Philadelphia School District's responses to its difficult financial situation may lead to even worse financial problems down the road, Moody's Investors Service said.

The district, which has a Ba2 underlying rating with a negative outlook, said on April 25 that its proposed budget would lead to an array of substantial cuts. The district says it needs an additional $216 million to maintain what it describes as its already insufficient level of services, district superintendent William Hite said.

"Short of the $216 million our schools will go from insufficient to just empty shells that do not represent what I would consider functioning schools," he said in an April 25 release.

The district is proposing a budget of $2.49 billion, which does not include the needed $216 million funding.

Without the $216 million the school system would have to cut 1,000 staff, increase class sizes, and make other cuts, Hite said. Average high school class size would increase to 41 students. This would add to the very large cuts the district made in the past few years.

To adequately address student needs, the district is seeking an additional $440 million in the coming fiscal year. The $216 million figure is included in the $440 million.

The portion of the city's public school students attending charter schools has increased from 11% in 2004 to 32% in 2013, according to Moody's analyst Dan Seymour. State law dictates that the district has to transfer money to charter schools for each student that chooses to attend them.

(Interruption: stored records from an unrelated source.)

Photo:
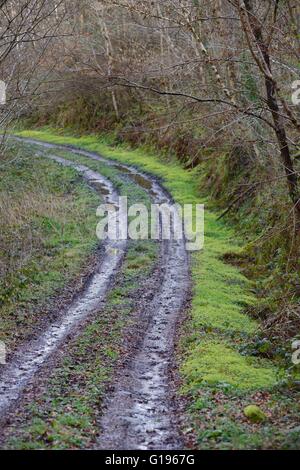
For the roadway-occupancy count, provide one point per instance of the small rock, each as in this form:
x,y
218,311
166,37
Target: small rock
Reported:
x,y
254,414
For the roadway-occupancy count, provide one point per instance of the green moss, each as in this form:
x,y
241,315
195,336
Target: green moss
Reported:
x,y
217,326
254,414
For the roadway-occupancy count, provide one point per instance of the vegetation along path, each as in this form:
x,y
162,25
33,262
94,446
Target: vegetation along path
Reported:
x,y
109,384
139,413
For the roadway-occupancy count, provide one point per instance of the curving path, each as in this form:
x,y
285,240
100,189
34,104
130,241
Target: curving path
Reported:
x,y
139,413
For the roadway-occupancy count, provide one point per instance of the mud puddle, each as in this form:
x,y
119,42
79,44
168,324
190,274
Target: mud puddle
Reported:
x,y
140,412
17,374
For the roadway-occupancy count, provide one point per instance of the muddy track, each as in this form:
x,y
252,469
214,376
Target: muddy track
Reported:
x,y
139,413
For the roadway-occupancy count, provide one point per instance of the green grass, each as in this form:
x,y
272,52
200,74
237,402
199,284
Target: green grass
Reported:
x,y
212,356
48,221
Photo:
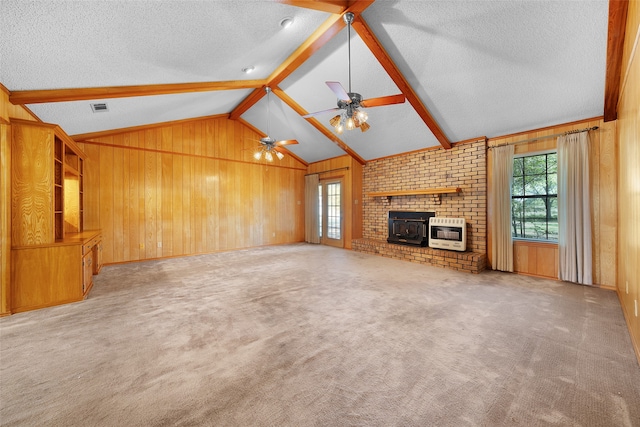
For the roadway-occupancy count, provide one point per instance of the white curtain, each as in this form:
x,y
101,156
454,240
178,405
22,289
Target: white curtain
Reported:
x,y
574,209
311,208
502,240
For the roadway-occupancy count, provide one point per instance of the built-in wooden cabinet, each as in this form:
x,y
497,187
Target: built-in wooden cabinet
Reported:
x,y
53,258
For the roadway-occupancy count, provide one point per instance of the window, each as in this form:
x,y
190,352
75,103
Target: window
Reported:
x,y
534,198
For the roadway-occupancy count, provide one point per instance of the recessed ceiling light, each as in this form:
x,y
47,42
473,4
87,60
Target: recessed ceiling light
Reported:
x,y
286,22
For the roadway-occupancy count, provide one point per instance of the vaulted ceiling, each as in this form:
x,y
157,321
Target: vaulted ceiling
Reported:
x,y
467,68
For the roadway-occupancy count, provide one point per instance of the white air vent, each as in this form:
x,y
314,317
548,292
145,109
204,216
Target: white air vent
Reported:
x,y
99,108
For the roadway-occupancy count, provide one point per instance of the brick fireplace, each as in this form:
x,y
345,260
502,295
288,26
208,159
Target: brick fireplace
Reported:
x,y
462,166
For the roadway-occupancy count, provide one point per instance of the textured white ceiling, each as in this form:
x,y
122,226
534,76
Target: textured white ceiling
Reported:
x,y
70,44
497,67
480,67
77,117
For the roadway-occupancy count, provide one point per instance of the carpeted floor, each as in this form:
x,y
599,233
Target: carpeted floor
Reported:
x,y
305,335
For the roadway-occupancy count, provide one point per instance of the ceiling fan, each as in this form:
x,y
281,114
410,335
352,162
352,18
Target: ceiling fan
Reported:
x,y
268,145
351,103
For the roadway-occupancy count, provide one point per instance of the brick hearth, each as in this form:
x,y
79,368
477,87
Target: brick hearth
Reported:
x,y
470,262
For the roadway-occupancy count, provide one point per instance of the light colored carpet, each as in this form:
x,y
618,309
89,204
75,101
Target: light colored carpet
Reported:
x,y
305,335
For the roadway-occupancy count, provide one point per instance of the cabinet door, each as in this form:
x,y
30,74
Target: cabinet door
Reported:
x,y
87,275
97,257
32,184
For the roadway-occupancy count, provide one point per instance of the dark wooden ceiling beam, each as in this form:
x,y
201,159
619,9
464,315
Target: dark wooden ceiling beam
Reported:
x,y
329,28
262,135
615,43
62,95
316,123
392,70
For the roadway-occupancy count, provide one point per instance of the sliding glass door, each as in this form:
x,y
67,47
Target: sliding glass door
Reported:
x,y
330,213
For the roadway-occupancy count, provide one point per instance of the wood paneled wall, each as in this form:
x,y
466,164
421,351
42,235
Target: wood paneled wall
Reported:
x,y
533,258
7,111
188,188
629,177
351,173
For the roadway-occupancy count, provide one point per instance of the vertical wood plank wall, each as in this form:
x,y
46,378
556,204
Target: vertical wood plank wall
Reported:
x,y
7,111
629,176
189,188
538,259
352,196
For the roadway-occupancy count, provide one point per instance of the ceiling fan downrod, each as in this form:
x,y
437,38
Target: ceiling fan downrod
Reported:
x,y
348,19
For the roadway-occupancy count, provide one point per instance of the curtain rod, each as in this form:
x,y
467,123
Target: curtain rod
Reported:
x,y
330,170
546,137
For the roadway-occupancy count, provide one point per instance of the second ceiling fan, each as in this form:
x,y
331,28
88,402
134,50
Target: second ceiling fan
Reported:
x,y
351,103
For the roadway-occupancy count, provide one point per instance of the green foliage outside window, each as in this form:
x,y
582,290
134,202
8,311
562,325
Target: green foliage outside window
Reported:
x,y
534,197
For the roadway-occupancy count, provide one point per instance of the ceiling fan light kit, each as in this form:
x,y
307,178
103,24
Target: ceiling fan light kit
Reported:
x,y
267,144
352,115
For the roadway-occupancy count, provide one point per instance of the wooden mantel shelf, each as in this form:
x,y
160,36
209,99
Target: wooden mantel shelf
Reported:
x,y
435,192
442,190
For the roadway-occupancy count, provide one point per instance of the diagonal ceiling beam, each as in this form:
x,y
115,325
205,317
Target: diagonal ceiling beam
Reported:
x,y
390,67
316,123
262,135
329,28
61,95
615,43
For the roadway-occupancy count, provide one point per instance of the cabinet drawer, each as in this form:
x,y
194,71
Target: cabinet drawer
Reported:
x,y
89,245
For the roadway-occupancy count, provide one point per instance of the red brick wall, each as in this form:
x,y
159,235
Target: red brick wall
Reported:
x,y
464,166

The district does not control its own finances and instead depends on the state and city government.

If the district does not locate the $216 million and is forced to make its anticipated cuts, it would be a "credit negative because a further deterioration in education services will likely result in additional student flight to charter schools and other alternatives, which could further increase the district's expense for educational alternatives," Seymour said.

"One potential source to help close the fiscal 2015 gap is a 1% city sales tax that is scheduled to sunset this year and may be reauthorized to provide revenues to the district," Seymour said. However, this sales tax would only generate $120 million.

Moody's gives the district's bonds an Aa3 enhanced rating, which incorporates the state's funding intercept program for its bonds.